Ali and Katie’s relationship unfolds in the shadow of global trauma. How did you navigate that tension between intimacy and geopolitics?

I suppose in the same way that people navigate that tension in real life: by asking myself hard questions throughout the process, by not taking my assumptions for granted, and by privileging humanity and connection over headlines (at the risk of sounding naïve). Though it plays as evergreen, the film is technically set in 2019 because of the protests in Iraq that fall and the shadow of the first Trump administration, with his racist bans and name-calling “shithole countries” and general embarrassment for the nation. Obviously, things have gone dangerously downhill even from then, from ICE raids to genocide. With that acknowledged, I would actually say that when the geopolitics are as aggressive and painful as they are, artists must reinforce steadfast commitment to humanization, which means centering and exploring shades of intimacy with even more rigor.

Oday and I have spent years discussing the impact of politics and public opinion on film and life. Adam and I had deep discussions off-camera between scenes. Really, most of us cast and crew did.

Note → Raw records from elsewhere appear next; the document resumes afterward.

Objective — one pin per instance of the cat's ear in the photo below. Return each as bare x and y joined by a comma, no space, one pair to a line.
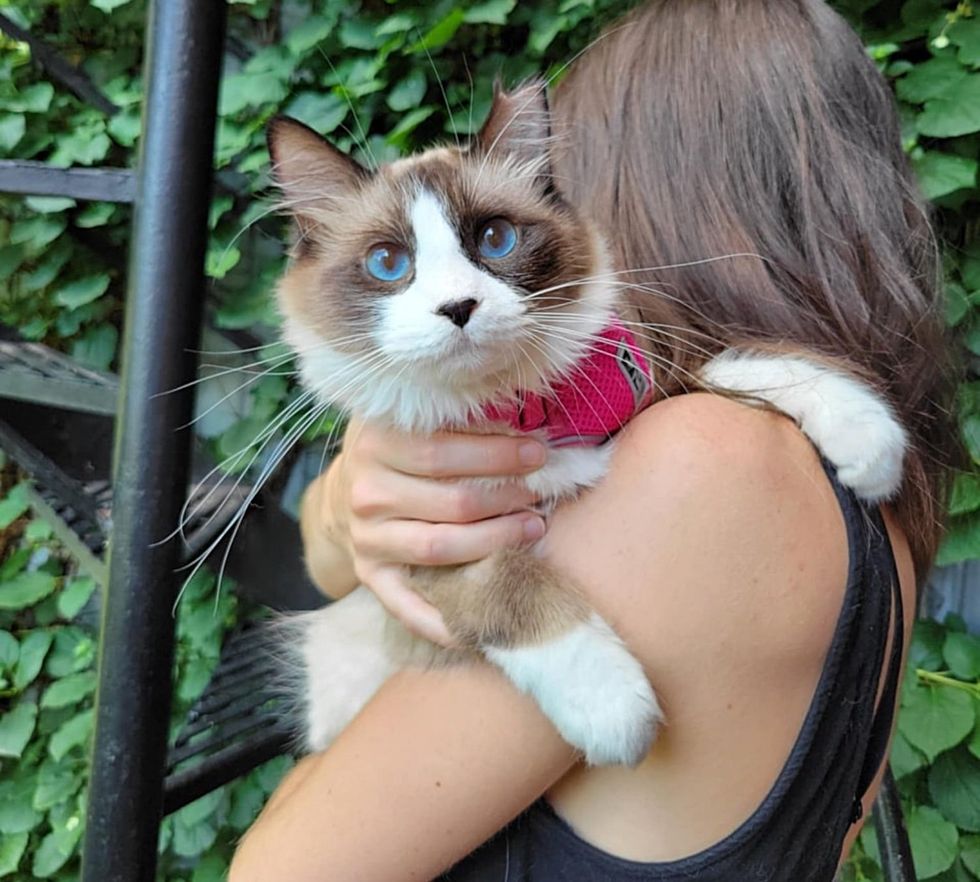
519,125
309,170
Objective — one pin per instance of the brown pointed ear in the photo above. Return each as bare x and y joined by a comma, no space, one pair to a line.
519,124
309,170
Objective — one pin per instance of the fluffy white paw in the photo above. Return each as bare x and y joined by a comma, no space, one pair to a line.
591,688
345,652
849,422
868,451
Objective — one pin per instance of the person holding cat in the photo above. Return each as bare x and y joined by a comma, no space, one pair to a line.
767,605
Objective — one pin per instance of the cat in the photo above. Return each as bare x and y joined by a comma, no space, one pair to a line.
457,289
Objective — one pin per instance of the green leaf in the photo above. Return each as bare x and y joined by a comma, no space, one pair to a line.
11,851
211,868
125,126
936,718
26,589
38,231
14,564
271,773
96,348
13,505
931,79
957,304
69,690
934,841
200,810
83,147
954,784
962,655
943,173
33,649
56,848
970,853
37,531
905,759
221,259
49,204
11,257
68,653
191,841
441,33
247,799
17,814
398,23
408,124
489,12
965,34
16,728
35,98
70,734
56,782
95,214
12,128
48,266
308,33
926,650
74,596
9,650
83,290
322,111
358,33
408,92
251,90
956,113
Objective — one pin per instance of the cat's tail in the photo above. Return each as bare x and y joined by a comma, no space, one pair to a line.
850,423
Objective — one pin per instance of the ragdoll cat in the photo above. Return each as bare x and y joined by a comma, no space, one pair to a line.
456,288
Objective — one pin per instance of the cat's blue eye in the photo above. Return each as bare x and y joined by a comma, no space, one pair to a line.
388,263
497,238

This kind of project lends itself to a team that cares deeply about the state of the world, so discussion about politics, art, relationships, love, migration… they were all swirling throughout the years of work, from script stage to set to post-production. All of that finds its way on screen, overtly in some cases and subconsciously in others.

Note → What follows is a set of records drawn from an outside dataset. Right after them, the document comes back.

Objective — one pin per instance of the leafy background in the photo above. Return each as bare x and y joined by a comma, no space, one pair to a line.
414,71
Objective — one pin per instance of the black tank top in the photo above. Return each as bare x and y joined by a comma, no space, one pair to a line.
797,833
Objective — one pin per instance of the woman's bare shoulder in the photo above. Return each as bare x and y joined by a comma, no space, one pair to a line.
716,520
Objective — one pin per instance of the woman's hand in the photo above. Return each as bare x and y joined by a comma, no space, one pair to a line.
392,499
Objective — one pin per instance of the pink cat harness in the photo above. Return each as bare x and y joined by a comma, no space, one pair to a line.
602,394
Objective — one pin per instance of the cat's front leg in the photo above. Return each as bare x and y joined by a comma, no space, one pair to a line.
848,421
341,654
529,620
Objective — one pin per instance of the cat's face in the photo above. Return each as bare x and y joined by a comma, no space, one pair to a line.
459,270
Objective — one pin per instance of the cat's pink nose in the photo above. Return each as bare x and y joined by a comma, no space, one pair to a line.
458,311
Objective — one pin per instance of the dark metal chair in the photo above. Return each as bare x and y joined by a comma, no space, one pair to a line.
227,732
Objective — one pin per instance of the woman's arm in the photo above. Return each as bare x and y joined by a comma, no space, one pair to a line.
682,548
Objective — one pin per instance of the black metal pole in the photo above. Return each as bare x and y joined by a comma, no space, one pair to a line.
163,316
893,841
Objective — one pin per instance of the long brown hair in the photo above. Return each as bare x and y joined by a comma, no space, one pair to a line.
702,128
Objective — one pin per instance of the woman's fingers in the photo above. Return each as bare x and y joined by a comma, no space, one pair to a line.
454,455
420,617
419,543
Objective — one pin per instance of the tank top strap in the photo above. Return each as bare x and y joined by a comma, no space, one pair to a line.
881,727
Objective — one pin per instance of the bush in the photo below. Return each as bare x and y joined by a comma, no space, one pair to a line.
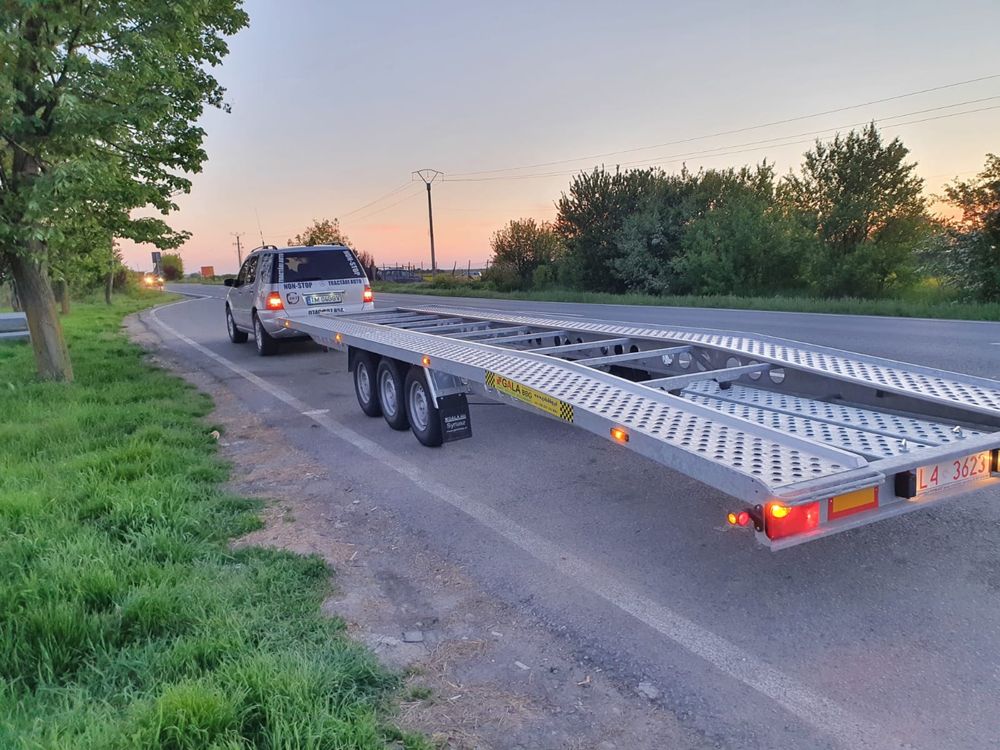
447,281
502,279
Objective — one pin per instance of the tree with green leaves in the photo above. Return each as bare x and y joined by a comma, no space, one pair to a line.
590,217
863,204
523,246
99,101
973,239
321,232
172,266
740,242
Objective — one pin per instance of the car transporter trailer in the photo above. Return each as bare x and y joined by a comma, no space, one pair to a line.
812,440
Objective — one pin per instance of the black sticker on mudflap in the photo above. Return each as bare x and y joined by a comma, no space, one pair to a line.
456,422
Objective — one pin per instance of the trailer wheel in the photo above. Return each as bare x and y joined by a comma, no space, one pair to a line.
424,421
365,367
235,334
391,378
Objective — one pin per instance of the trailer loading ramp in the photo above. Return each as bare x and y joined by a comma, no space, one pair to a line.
812,440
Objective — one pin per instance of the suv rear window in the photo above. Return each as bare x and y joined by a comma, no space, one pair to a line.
315,265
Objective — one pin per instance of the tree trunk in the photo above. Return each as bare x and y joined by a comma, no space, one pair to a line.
61,291
35,293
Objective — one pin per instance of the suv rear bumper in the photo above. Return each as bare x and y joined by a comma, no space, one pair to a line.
270,319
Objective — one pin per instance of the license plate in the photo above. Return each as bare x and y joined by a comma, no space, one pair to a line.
966,469
324,298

You also worked on Plan C, which speaks to another urgent issue. How do you choose projects that live at the intersection of art and activism?

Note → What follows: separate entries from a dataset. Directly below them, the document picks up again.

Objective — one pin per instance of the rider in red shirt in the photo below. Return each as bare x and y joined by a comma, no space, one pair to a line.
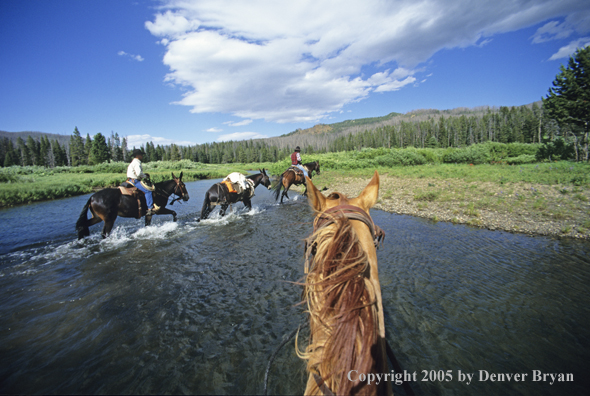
296,160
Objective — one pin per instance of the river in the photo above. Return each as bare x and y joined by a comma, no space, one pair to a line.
198,308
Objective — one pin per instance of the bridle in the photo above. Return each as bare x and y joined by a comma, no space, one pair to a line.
176,188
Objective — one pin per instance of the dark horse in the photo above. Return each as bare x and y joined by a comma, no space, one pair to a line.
218,194
109,203
290,177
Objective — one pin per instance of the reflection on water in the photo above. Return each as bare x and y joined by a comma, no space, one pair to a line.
198,308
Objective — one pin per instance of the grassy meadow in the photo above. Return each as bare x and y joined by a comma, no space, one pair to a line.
25,184
453,184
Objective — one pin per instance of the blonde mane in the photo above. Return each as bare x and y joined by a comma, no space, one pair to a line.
341,304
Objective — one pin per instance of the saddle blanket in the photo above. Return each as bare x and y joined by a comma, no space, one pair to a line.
129,190
296,170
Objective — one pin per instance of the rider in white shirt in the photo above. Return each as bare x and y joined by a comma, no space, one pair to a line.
134,176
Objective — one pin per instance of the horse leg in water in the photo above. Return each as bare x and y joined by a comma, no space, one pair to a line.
248,203
167,211
108,226
207,207
223,209
286,189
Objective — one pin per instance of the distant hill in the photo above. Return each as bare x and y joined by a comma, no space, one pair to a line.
62,139
362,124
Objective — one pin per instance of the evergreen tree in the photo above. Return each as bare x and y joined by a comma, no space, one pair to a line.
77,152
568,102
87,149
10,156
99,151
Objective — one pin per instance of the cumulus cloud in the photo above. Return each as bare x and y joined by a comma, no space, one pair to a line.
138,58
238,123
241,136
299,61
578,22
138,140
566,51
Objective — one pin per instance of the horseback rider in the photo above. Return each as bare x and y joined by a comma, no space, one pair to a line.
296,161
135,175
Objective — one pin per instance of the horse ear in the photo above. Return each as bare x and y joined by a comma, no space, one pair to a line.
316,199
368,197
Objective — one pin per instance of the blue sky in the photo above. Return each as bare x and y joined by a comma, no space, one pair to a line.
190,72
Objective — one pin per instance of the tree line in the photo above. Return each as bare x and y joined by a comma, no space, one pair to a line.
562,117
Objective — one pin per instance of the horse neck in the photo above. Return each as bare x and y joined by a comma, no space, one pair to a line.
167,187
338,296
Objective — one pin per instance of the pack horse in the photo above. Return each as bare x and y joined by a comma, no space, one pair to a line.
234,188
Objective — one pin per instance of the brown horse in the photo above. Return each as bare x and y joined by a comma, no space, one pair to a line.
291,176
347,329
109,203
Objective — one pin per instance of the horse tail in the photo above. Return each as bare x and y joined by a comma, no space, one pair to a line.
82,223
276,190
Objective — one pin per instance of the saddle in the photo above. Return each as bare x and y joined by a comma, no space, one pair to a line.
127,188
296,170
237,188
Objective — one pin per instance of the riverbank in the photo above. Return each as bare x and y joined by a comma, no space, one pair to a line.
20,185
560,210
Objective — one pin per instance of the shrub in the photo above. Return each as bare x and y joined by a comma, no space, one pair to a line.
555,150
476,154
521,159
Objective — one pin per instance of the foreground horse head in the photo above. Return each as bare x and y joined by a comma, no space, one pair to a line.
343,295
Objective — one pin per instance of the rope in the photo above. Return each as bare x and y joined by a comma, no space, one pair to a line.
274,355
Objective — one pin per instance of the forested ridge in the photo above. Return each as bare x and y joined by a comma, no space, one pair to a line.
420,129
559,125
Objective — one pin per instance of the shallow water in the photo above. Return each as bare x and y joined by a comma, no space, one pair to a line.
199,308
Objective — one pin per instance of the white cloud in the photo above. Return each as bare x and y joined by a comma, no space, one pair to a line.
566,51
138,140
241,136
299,61
553,30
138,58
238,123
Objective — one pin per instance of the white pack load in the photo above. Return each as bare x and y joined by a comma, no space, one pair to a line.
239,181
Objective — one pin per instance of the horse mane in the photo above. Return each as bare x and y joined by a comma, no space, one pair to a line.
341,303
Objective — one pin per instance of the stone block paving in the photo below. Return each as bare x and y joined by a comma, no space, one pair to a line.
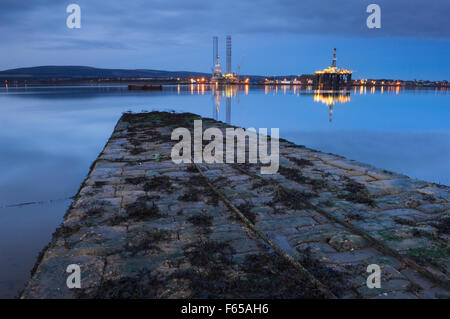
142,226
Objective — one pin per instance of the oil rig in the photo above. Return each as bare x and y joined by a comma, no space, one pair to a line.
217,76
333,77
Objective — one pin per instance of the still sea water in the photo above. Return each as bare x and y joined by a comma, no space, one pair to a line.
49,136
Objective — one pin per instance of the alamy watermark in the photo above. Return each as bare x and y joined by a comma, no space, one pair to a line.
374,279
74,279
213,151
73,21
374,19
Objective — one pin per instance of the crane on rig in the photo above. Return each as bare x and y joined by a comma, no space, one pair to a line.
239,66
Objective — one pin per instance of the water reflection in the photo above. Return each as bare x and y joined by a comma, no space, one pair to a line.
327,97
330,98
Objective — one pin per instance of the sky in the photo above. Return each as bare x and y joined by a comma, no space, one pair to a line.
270,37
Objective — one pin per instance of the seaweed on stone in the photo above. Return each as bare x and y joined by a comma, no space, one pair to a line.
245,209
136,180
142,210
291,198
356,192
147,241
144,285
158,183
200,220
335,280
301,161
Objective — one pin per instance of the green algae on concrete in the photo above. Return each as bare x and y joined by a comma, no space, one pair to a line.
142,226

I loved working on PLAN C with Tracy. I had a long-time relationship with the organization at the center of the documentary, Plan C Pills, because of the medication abortion I had as a teenager, so the movie came onto my radar through that relationship. I follow my gut and my heart and pursue projects and stories that interest me. These tend to be stories that uncover something taboo or hold space for conversations that polite society asks us to keep in the shadows. But I’ve found shadows to be shame-inducing, and it’s so much more fun to shine a light and get my hands a little dirty. I like projects that have an element of healing to them—not in a new-age way but in a real reckoning kind of way. Art as balm. I am also a firm believer that policy follows culture, and not the other way around, so to change our lived circumstances means to challenge dominant narratives. I’ve encountered a lot of projects that approach an “issue” as the endpoint (i.e., here’s how we got here, or here’s what an experience looks like), rather than as the starting point to imagine a better future or a more righteous outcome.  There’s an ongoing responsibility to reckon with the dominant narratives we’re being fed, which often flatten the realities of human beings who are in front of us at any given moment, and to tell new stories. I hope this film contributes to that effort.

What do you hope audiences carry with them after watching If You See Something, especially now?

I never like to tell audiences what to think, because all the questions we want to ask are on screen… but I’ll say this: I hope audiences see themselves in multiple characters and therefore experience the beauty of complexity and diversity towards an understanding of how much more alike we are to each other than we are different. Particularly during an era where divisive language and policy are so pervasive, this is what I hope this film and others like it can offer people. We are social creatures; we need each other, and we are only safe when all of us are safe.